Nonnegative Binary Matrix Factorization
with a D-Wave Quantum Annealer

Dr. Daniel O’Malley
Los Alamos National Laboratory

1:30 15 February 2018, ITE325, UMBC

D-Wave quantum annealers represent a novel computational architecture and have attracted significant interest. Much of this interest has focused on the quantum behavior of D-Wave machines, and there have been few practical algorithms that use the D-Wave. Machine learning has been identified as an area where quantum annealing may be useful. Here, we show that the D-Wave 2X can be effectively used as part of an unsupervised machine learning method. This method takes a matrix as input and produces two low-rank matrices as output — one containing latent features in the data and another matrix describing how the features can be combined to approximately reproduce the input matrix. Despite the limited number of bits in the D-Wave hardware, this method is capable of handling a large input matrix. The D-Wave only limits the rank of the two output matrices. We apply this method to learn the features from a set of facial images and compare the performance of the D-Wave to two classical tools. This method is able to learn facial features and accurately reproduce the set of facial images. The performance of the D-Wave is mixed. It outperforms the two classical codes in a benchmark when only a short amount of computational time is allowed (200-20,000 microseconds), but these results suggest heuristics that would likely outperform the D-Wave in this benchmark.

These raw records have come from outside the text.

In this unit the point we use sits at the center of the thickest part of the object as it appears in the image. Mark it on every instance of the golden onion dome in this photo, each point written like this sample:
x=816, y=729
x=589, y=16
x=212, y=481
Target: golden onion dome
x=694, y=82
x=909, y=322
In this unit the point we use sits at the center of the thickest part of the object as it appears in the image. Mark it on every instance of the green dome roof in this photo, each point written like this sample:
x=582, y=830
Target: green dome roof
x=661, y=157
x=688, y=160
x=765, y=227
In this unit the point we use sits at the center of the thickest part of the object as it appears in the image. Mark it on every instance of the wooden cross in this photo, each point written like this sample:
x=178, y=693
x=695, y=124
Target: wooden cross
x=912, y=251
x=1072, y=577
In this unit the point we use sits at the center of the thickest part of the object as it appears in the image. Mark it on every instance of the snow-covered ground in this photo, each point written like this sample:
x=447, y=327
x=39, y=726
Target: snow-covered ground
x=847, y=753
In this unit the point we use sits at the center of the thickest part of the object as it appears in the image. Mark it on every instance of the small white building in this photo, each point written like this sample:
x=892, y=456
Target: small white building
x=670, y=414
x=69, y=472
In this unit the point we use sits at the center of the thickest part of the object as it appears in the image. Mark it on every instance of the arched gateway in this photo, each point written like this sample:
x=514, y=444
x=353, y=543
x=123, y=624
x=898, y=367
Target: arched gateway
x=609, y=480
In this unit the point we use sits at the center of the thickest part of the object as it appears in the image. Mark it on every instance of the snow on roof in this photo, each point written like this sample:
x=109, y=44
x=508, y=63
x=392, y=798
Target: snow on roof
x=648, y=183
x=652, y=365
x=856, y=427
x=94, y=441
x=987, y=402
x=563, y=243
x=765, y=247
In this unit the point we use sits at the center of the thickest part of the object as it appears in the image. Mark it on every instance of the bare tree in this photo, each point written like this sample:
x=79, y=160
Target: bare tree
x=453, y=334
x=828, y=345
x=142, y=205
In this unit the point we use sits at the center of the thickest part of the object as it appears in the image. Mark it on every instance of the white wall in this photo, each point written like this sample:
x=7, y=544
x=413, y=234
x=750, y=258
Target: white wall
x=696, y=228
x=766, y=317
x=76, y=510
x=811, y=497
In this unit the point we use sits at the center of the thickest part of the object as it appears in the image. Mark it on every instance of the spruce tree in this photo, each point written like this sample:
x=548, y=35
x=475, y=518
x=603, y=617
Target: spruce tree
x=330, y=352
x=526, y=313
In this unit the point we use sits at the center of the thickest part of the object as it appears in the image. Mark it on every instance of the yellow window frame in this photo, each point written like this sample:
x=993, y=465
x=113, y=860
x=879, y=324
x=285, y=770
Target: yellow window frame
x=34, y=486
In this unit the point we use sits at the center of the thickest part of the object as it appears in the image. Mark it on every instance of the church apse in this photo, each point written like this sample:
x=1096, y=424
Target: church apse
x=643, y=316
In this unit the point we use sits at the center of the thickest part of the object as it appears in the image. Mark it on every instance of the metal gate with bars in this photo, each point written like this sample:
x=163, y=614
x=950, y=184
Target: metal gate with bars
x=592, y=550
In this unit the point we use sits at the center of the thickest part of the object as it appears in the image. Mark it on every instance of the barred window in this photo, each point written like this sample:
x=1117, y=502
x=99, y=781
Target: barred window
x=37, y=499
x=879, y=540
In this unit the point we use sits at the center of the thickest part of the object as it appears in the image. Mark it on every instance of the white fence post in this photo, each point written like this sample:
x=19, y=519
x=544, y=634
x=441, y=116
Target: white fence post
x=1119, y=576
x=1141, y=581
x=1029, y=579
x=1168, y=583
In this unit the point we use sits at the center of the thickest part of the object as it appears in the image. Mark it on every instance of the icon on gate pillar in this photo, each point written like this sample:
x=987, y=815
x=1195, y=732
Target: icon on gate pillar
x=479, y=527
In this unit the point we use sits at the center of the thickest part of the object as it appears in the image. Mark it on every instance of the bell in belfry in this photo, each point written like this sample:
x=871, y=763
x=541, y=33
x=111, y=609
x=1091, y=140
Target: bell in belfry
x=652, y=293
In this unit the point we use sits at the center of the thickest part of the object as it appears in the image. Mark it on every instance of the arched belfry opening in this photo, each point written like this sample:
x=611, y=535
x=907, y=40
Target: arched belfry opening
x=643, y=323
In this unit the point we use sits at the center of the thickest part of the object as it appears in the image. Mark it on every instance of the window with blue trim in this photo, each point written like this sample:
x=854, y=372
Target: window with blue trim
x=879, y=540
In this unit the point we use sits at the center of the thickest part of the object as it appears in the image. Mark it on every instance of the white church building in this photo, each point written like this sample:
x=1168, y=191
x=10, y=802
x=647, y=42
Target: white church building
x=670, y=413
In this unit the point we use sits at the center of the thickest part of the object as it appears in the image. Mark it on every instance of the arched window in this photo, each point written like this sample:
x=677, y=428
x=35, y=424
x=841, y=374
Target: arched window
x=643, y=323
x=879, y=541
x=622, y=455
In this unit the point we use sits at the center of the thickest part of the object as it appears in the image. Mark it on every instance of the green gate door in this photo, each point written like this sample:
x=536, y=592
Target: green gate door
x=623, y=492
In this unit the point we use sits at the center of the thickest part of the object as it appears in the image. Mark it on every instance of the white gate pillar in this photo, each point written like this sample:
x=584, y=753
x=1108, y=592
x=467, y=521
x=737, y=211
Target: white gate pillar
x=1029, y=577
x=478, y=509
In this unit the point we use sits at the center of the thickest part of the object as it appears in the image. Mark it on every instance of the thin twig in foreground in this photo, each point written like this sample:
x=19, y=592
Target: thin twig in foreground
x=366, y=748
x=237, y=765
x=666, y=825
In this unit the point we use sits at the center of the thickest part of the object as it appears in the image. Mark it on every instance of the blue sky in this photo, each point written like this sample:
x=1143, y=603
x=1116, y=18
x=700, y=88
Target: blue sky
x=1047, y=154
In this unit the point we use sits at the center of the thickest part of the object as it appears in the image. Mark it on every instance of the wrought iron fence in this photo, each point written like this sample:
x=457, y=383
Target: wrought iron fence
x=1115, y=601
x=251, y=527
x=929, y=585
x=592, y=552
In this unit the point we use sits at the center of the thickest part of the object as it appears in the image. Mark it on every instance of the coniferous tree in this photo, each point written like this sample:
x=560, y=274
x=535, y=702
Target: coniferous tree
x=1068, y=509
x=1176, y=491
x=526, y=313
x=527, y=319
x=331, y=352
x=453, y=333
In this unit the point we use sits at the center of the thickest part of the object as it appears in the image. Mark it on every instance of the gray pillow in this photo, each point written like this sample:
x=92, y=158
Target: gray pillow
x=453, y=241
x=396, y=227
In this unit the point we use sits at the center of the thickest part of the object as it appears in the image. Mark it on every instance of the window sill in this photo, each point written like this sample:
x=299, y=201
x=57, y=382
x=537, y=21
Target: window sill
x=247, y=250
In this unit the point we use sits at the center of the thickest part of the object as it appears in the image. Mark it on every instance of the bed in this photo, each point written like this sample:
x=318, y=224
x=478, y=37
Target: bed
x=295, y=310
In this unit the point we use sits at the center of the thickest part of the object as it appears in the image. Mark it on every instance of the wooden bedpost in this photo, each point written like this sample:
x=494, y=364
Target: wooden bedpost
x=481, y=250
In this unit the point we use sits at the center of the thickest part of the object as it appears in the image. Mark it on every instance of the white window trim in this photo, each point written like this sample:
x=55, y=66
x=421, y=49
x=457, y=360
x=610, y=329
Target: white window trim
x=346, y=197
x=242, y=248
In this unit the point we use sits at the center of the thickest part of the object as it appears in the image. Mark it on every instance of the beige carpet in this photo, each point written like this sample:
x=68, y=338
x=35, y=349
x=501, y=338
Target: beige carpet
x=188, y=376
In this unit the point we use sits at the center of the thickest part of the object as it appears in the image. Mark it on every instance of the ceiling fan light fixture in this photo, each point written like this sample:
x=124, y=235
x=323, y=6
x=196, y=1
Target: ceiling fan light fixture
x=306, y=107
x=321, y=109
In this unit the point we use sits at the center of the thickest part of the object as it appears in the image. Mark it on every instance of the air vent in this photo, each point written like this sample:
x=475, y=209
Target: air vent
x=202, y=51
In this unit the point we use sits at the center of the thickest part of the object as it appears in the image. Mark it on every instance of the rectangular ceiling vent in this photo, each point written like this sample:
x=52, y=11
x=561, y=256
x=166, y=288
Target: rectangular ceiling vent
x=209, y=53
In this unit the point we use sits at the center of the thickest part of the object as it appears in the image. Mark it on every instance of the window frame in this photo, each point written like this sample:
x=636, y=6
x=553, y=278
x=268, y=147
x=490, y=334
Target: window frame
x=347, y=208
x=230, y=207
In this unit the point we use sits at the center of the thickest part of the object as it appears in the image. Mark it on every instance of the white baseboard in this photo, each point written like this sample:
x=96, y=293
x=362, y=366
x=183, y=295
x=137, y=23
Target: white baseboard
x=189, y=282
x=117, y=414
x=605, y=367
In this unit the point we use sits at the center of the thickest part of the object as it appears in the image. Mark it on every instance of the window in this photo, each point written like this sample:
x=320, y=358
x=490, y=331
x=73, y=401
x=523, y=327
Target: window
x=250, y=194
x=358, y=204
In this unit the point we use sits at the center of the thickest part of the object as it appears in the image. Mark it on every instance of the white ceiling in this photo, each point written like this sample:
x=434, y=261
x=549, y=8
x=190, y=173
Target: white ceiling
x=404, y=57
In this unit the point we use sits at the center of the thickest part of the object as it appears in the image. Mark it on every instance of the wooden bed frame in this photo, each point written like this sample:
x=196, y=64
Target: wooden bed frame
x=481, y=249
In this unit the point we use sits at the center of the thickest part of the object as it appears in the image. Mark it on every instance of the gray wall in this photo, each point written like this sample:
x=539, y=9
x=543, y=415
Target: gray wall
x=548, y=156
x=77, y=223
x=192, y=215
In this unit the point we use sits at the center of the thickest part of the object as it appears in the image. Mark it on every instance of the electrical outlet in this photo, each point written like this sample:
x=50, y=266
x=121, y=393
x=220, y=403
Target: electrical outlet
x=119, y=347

Daniel O’Malley is a scientist in the Computational Earth Science group at Los Alamos National Laboratory (LANL). Prior to that, he held postdoctoral positions at LANL and in the Department of Earth, Atmospheric and Planetary Sciences at Purdue University. He studied at Purdue University, receiving a B.S. degree in computer science and mathematics (2004), an M.S. in mathematics (2006) and a Ph.D. in applied mathematics (2011). His research interests include computational science (with an emphasis on subsurface flow and transport), quantum computing, uncertainty quantification, and machine learning. He has won numerous awards including a Director’s Postdoctoral Fellowship from LANL (2014), the InterPore-Fraunhofer Award for Young Researchers from the International Society for Porous Media (2012), a Charles C. Chappelle Fellowship from Purdue University (2004), and the Meyer E. Jerison Memorial Award in Analysis from the Department of Mathematics at Purdue University (2004).